All of these parts are made from brass except the two ground silver steel location pins seen in the centre of the photograph. Side bars are 1” x 1/4” brass bar. when reviewing the original 1832 plans I wondered why the bases of the side bars were flat - see below - now I know: It will not stand upright during assembly if they aren’t!
April 2018 Update:
In September 2015 the author started to construct a full-size metal functional replica of William Kennish’s Marine Theodolite. What is most exciting about this activity - effectively experimental industrial archeology - is that it is actually being undertaken at the William Kennish Engineering Centre workshops by way of Night School / Evening classes! This is only 18 x 3 hours per year!
The modern CAD (Computer Aided Design) model rendered as figure 96 on page 182 of the book is actually a fully designed Solidworks CAD model of approximately 50 components. To give an indication of scale, the counterbalance ball is approximately 2” or 50mm in diameter. The vertical support post is 1¼” square.

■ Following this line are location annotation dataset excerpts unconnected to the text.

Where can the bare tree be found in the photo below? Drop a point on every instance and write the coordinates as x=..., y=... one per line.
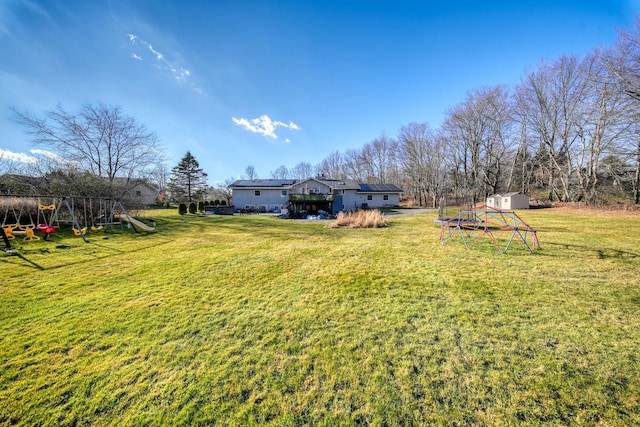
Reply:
x=332, y=166
x=99, y=139
x=423, y=162
x=302, y=170
x=250, y=172
x=478, y=134
x=623, y=61
x=549, y=100
x=281, y=172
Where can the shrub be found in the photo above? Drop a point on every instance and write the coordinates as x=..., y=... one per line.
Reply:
x=360, y=219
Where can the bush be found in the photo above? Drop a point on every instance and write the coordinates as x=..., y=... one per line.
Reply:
x=359, y=219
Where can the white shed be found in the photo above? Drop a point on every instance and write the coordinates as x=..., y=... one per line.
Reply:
x=515, y=201
x=508, y=201
x=494, y=201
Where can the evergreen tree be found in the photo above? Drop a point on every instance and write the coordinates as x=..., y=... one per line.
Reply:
x=188, y=181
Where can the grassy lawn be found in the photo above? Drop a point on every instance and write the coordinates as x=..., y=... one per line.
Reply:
x=252, y=320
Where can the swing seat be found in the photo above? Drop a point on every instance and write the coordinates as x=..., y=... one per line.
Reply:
x=31, y=235
x=47, y=229
x=8, y=231
x=79, y=232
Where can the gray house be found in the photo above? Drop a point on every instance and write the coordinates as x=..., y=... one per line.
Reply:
x=312, y=195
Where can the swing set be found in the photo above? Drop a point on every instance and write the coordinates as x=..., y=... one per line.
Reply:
x=51, y=211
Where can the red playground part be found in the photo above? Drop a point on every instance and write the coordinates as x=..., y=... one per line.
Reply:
x=500, y=227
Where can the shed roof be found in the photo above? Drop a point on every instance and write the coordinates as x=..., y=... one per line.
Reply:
x=379, y=188
x=262, y=183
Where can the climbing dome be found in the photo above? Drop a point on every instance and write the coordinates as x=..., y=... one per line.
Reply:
x=500, y=227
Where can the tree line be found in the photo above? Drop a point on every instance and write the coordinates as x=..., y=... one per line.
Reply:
x=568, y=131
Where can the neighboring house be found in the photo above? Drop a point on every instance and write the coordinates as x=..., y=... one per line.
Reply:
x=312, y=195
x=139, y=191
x=508, y=201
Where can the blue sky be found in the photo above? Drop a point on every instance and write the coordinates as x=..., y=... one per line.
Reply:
x=270, y=83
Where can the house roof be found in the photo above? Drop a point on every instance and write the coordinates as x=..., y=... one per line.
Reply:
x=262, y=183
x=379, y=188
x=346, y=184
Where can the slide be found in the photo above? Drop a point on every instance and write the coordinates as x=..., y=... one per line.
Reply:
x=137, y=224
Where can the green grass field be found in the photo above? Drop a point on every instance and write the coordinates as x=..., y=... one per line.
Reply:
x=252, y=320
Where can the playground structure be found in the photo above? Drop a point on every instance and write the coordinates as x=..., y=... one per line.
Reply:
x=24, y=215
x=500, y=227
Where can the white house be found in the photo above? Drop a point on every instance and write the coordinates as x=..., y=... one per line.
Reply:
x=508, y=201
x=312, y=195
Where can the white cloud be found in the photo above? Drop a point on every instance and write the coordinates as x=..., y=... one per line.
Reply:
x=179, y=73
x=17, y=157
x=50, y=155
x=264, y=125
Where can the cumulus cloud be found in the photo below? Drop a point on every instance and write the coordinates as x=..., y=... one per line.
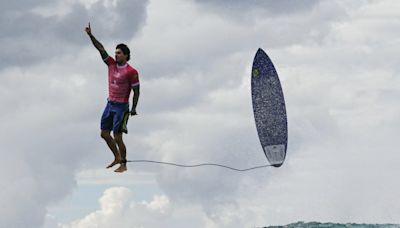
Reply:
x=117, y=208
x=36, y=32
x=337, y=65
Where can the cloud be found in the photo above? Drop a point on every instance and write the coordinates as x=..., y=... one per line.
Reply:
x=47, y=29
x=117, y=208
x=337, y=65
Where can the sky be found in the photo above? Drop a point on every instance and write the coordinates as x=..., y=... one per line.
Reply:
x=338, y=65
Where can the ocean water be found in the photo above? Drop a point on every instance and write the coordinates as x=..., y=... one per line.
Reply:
x=334, y=225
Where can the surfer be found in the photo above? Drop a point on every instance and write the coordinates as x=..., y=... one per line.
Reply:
x=121, y=79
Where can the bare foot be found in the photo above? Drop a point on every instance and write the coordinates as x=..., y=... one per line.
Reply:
x=121, y=168
x=116, y=161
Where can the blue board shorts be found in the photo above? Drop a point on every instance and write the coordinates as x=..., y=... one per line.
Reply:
x=115, y=117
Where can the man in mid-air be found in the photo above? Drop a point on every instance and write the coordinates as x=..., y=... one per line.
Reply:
x=121, y=79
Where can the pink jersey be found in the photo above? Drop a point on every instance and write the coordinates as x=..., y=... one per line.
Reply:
x=121, y=79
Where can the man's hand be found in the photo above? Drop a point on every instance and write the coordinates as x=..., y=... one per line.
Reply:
x=133, y=112
x=88, y=30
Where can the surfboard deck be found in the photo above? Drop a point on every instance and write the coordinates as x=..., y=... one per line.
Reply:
x=269, y=109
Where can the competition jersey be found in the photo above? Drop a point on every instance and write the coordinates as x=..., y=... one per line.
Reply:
x=121, y=79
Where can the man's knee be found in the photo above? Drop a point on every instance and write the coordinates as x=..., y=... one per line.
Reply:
x=105, y=135
x=118, y=138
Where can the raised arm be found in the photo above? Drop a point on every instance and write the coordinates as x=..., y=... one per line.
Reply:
x=95, y=42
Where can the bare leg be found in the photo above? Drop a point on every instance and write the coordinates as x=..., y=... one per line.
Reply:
x=113, y=147
x=122, y=151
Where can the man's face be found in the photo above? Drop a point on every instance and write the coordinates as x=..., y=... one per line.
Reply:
x=119, y=56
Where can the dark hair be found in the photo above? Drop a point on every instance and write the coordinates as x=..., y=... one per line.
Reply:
x=124, y=50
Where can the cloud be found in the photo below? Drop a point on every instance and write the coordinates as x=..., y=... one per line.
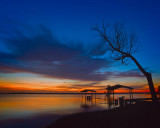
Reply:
x=44, y=54
x=130, y=73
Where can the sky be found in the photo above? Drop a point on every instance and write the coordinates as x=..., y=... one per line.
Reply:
x=49, y=46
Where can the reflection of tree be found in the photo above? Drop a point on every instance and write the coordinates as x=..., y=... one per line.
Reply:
x=122, y=45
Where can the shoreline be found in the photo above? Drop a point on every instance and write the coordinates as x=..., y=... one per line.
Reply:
x=139, y=115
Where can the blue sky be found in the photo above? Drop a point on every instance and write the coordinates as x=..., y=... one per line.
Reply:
x=52, y=40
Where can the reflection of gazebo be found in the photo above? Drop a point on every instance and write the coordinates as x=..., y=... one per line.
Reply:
x=91, y=92
x=110, y=90
x=88, y=98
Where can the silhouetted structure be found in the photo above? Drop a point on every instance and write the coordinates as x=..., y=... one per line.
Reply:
x=88, y=98
x=110, y=90
x=122, y=45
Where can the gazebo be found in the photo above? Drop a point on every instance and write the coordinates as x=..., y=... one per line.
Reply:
x=88, y=90
x=110, y=90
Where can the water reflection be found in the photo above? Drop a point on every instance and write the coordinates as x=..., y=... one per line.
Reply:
x=88, y=101
x=27, y=105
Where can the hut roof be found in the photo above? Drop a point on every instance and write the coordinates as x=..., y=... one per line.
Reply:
x=87, y=90
x=117, y=87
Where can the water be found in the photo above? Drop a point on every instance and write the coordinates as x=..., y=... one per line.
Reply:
x=19, y=106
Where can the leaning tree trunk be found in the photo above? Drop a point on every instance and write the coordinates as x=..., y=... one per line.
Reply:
x=148, y=77
x=151, y=86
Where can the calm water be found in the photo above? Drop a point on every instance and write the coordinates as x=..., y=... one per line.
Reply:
x=15, y=106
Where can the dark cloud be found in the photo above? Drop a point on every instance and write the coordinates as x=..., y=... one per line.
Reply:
x=46, y=55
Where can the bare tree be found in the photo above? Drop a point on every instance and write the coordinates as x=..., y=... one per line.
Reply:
x=122, y=44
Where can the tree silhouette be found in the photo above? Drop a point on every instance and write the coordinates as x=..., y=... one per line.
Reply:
x=122, y=44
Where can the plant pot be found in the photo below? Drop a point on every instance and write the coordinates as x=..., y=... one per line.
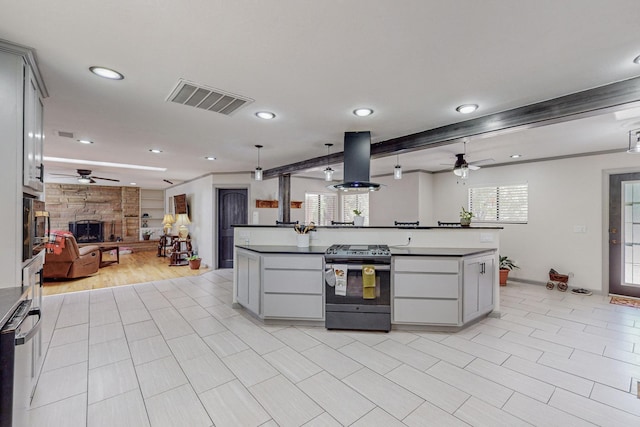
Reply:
x=504, y=274
x=303, y=240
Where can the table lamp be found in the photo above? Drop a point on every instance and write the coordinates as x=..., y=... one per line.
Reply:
x=183, y=220
x=168, y=222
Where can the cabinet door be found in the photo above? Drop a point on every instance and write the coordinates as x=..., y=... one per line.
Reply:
x=242, y=279
x=472, y=270
x=254, y=284
x=485, y=285
x=32, y=139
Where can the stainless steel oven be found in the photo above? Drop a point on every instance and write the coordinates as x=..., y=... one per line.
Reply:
x=17, y=363
x=36, y=226
x=358, y=287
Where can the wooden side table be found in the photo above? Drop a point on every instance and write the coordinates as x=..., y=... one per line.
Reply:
x=181, y=251
x=103, y=249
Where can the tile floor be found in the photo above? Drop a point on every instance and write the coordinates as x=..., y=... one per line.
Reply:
x=174, y=353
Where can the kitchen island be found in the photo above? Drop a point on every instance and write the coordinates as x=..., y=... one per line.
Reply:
x=445, y=286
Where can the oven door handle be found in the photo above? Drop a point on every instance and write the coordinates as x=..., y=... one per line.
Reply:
x=359, y=266
x=23, y=338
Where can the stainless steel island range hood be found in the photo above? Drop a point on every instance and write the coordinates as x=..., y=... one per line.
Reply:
x=357, y=159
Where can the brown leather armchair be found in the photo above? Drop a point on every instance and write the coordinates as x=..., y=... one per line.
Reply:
x=65, y=260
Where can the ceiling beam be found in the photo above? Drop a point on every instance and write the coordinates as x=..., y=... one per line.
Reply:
x=587, y=103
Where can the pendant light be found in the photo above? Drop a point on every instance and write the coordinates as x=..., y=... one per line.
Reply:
x=634, y=141
x=258, y=172
x=461, y=167
x=397, y=170
x=328, y=172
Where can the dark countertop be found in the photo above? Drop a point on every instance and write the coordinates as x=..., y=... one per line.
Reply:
x=395, y=250
x=284, y=249
x=392, y=227
x=9, y=299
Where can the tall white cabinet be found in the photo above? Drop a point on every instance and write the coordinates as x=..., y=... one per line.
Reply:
x=21, y=139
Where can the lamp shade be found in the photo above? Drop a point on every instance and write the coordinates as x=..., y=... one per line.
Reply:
x=183, y=220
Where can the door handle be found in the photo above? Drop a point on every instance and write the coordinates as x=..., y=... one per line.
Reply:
x=24, y=337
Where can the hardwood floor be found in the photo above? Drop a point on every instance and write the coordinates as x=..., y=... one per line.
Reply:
x=137, y=267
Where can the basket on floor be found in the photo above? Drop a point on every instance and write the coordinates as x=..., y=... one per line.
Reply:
x=558, y=277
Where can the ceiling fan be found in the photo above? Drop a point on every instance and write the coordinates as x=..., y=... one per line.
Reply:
x=461, y=167
x=84, y=176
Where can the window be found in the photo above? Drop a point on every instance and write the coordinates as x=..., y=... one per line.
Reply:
x=320, y=208
x=503, y=203
x=358, y=201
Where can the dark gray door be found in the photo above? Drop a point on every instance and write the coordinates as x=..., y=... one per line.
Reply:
x=232, y=209
x=624, y=234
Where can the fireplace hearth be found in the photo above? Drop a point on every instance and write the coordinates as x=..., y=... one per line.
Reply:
x=87, y=231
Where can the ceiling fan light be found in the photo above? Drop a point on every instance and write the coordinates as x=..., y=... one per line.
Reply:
x=328, y=174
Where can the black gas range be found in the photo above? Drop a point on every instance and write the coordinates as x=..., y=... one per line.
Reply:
x=372, y=254
x=351, y=301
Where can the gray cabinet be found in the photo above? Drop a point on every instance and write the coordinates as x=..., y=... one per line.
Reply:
x=426, y=290
x=479, y=275
x=248, y=280
x=293, y=287
x=21, y=92
x=33, y=133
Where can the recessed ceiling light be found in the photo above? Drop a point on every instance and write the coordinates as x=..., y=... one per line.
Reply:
x=107, y=73
x=267, y=115
x=363, y=112
x=467, y=108
x=96, y=163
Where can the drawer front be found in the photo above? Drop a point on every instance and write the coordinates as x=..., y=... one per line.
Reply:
x=426, y=285
x=293, y=262
x=293, y=306
x=292, y=281
x=430, y=265
x=425, y=311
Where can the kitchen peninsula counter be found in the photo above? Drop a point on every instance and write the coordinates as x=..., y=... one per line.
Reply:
x=395, y=251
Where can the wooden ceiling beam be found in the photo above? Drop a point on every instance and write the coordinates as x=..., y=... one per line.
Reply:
x=587, y=103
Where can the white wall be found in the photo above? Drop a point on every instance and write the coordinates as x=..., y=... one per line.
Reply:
x=562, y=194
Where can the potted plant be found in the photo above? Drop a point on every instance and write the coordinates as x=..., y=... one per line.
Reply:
x=194, y=261
x=506, y=265
x=465, y=217
x=358, y=219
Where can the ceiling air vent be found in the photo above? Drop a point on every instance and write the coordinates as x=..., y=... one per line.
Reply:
x=65, y=134
x=207, y=98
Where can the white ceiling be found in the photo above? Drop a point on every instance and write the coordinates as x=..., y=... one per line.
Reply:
x=312, y=63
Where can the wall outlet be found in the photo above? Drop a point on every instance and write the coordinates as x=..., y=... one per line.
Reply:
x=486, y=237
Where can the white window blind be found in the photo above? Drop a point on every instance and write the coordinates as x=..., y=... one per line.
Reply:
x=320, y=208
x=502, y=203
x=358, y=201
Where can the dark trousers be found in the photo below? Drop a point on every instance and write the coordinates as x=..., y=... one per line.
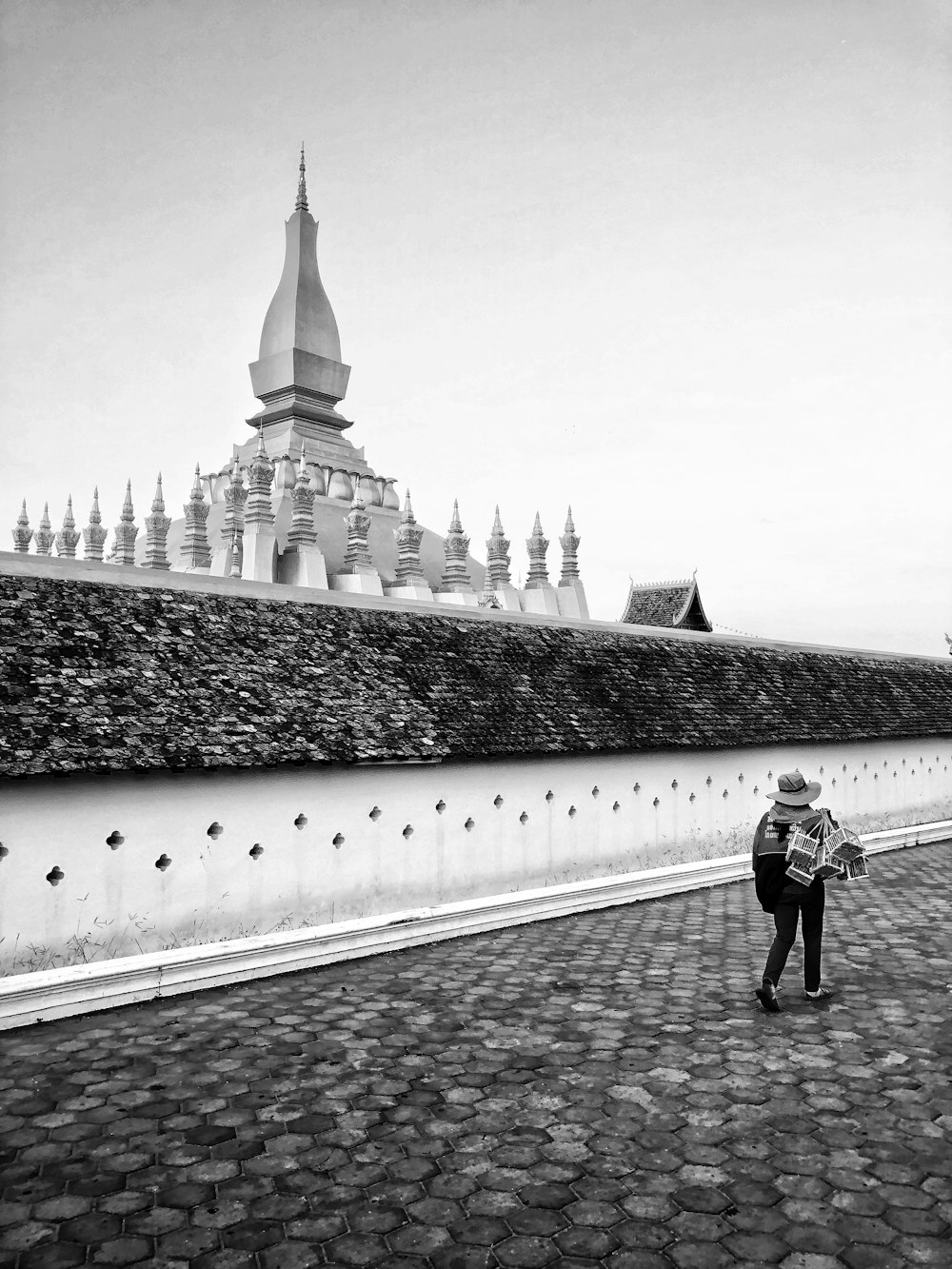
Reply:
x=792, y=903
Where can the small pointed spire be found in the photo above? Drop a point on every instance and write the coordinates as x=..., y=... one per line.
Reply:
x=357, y=556
x=45, y=534
x=234, y=525
x=126, y=530
x=303, y=533
x=409, y=571
x=94, y=534
x=68, y=537
x=261, y=476
x=456, y=547
x=536, y=547
x=194, y=552
x=497, y=559
x=569, y=544
x=235, y=571
x=301, y=205
x=158, y=530
x=23, y=533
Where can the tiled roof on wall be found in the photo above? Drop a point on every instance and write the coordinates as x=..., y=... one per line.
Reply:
x=97, y=677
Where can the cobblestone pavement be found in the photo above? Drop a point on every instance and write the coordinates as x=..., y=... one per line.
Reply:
x=597, y=1090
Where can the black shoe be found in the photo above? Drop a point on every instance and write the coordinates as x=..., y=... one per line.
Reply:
x=767, y=995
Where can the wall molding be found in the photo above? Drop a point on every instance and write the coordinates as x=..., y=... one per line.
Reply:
x=32, y=998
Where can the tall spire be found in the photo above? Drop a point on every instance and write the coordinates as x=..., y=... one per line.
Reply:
x=301, y=205
x=299, y=373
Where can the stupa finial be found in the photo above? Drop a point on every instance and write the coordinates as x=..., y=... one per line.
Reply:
x=537, y=545
x=409, y=571
x=23, y=533
x=126, y=530
x=301, y=205
x=456, y=547
x=569, y=544
x=45, y=534
x=497, y=559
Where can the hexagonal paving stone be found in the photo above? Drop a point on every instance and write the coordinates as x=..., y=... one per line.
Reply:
x=701, y=1199
x=525, y=1252
x=482, y=1230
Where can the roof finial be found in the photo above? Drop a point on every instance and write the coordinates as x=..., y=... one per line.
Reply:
x=301, y=205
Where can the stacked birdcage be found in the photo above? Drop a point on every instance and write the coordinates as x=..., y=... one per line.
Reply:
x=825, y=850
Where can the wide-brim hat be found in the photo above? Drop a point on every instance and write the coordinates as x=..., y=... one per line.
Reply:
x=794, y=789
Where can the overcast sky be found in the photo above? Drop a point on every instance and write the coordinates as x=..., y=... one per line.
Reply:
x=684, y=264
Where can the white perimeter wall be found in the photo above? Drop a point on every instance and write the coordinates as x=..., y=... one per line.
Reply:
x=630, y=812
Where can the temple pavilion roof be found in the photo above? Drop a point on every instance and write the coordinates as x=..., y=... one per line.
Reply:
x=674, y=605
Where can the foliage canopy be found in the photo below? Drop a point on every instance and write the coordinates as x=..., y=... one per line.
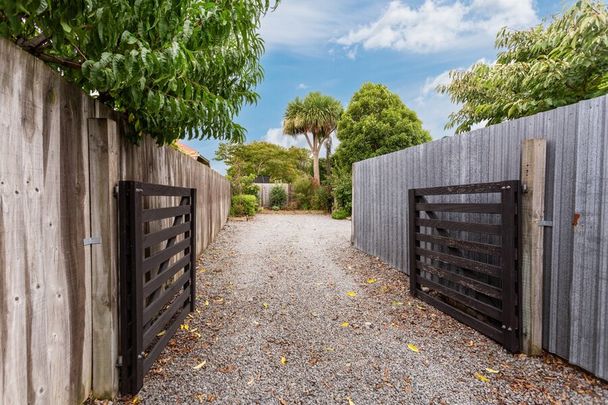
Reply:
x=263, y=159
x=376, y=122
x=538, y=69
x=175, y=68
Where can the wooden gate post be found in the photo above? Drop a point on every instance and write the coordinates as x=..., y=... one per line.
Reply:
x=104, y=163
x=533, y=166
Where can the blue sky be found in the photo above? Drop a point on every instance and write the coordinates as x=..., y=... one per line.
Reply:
x=334, y=46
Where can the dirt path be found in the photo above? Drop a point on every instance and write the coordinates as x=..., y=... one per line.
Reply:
x=289, y=313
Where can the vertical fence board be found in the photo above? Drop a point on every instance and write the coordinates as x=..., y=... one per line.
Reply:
x=104, y=167
x=493, y=154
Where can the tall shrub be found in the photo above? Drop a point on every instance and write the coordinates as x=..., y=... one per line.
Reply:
x=175, y=68
x=278, y=196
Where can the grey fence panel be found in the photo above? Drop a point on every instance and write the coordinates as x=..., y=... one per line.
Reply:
x=576, y=256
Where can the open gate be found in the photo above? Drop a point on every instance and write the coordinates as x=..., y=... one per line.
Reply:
x=463, y=246
x=157, y=272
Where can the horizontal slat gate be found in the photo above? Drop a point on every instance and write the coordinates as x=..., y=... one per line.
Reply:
x=157, y=272
x=468, y=268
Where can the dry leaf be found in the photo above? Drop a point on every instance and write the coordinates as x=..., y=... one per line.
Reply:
x=481, y=377
x=413, y=348
x=201, y=365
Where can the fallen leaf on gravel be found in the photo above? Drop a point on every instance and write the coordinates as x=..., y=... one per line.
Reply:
x=481, y=377
x=227, y=369
x=201, y=365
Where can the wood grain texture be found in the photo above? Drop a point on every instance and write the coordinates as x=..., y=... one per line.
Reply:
x=56, y=180
x=533, y=168
x=575, y=303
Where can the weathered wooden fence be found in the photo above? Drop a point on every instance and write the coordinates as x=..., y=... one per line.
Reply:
x=61, y=156
x=576, y=201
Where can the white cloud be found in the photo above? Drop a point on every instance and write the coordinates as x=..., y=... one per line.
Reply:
x=437, y=26
x=351, y=53
x=431, y=83
x=434, y=108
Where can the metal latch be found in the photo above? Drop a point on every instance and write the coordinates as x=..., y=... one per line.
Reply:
x=93, y=240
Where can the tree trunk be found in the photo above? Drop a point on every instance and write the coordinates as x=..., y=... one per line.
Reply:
x=315, y=169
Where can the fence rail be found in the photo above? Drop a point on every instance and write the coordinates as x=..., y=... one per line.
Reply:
x=158, y=287
x=482, y=295
x=62, y=155
x=576, y=201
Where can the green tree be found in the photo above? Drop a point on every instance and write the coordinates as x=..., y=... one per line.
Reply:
x=316, y=117
x=376, y=122
x=538, y=69
x=264, y=159
x=175, y=68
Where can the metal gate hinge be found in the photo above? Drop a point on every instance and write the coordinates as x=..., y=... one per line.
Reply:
x=93, y=240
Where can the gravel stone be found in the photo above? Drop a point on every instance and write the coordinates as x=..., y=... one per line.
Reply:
x=275, y=325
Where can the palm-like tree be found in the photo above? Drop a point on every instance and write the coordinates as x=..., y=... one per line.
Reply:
x=316, y=117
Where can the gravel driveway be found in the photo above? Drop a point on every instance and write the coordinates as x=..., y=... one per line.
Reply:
x=288, y=312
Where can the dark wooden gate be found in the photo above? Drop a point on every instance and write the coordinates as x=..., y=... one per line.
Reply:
x=464, y=255
x=157, y=272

This scale was based upon the sizes of existing marine navigational instruments and telescopes of the period which are on display at the National Maritime Museum, London.
As this model is developed further photographs will be added and the viewer can compare these parts with the images on this site or in the book of the first version of the Marine Theodolite, which was detailed to the Society of Arts, Manufactures and Commerce in 1828 (published in 1832).
Full-size Replica Functional Marine Theodolite
Work completed up to Spring 2019
This part of the web site has also been updated to now show the development of the full-size working replica Kennish Marine Theodolite over the intervening years.
Each winter and spring term was 9 evenings of 3 hours - so 54 hours work per year.
Time expended to date approximately 270 hours.